Sunday, May 30, 2010

News Update Anthrax downs 41 in Abra town

BANGUED, Abra - Health officials confirmed on Saturday that 41 people have been infected with anthrax, a deadly bacterial disease notoriously used in biological warfare, after they ate the meat from two carabaos that had died from sickness in Villaviciosa town. Dr. Myrna Cabotaje, director of the Center for Health Development (CHD) in Cordillera, said the victims were lucky that none of them died. Cabotaje said the situation has been put under control after antibiotics were immediately distributed to the residents to mitigate the effects of the anthrax disease. Based on the report from the National Epidemiology and Surveillance Center, which conducted a field-based investigation in the town after the reported anthrax outbreak, there were 41 confirmed cases. Most of the patients were men but all of them had skin lesions. Cabotaje explained that a suspected anthrax case would experience pruritic (itchy) skin lesions from which lesion progressed from papule (raised portion of skin) to vesicle (skin lesion with fluid) then to a black eschar and may be accompanied by edema (swelling) or abdominal pain, vomiting, dyspnea (difficulty in breathing) and fever.
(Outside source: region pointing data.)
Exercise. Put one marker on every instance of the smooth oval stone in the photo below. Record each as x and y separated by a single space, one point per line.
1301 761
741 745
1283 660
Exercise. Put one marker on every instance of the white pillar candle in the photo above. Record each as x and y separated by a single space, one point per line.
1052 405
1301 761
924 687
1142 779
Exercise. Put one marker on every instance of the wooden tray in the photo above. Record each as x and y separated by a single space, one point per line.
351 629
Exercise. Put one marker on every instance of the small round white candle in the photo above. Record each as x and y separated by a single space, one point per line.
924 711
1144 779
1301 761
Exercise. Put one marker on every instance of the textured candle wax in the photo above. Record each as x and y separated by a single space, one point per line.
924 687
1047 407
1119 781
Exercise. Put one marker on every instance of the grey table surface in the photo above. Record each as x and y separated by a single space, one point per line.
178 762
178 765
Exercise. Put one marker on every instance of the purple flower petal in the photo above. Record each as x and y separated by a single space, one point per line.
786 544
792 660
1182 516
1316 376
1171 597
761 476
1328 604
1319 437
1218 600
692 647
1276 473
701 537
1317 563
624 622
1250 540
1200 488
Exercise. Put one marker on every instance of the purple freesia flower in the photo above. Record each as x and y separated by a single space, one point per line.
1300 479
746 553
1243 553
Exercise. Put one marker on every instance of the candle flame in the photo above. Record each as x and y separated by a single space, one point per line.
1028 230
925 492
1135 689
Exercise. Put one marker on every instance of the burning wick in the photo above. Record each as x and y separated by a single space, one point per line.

Research Institute of Tropical Medicine (RITM) conducted the laboratory tests that confirmed two samples from swabbed lesions were positive for bacillus anthracis or anthrax. Cabotaje said the common denominator among the patients were that they all ate meat from butchered carabaos that died of unknown causes. Appropriate samples from the hides of the dead carabaos were sent to the Bureau of Animal Industry (BAI) for analysis and results of the tests are still being awaited for the proper guidance of concerned agencies.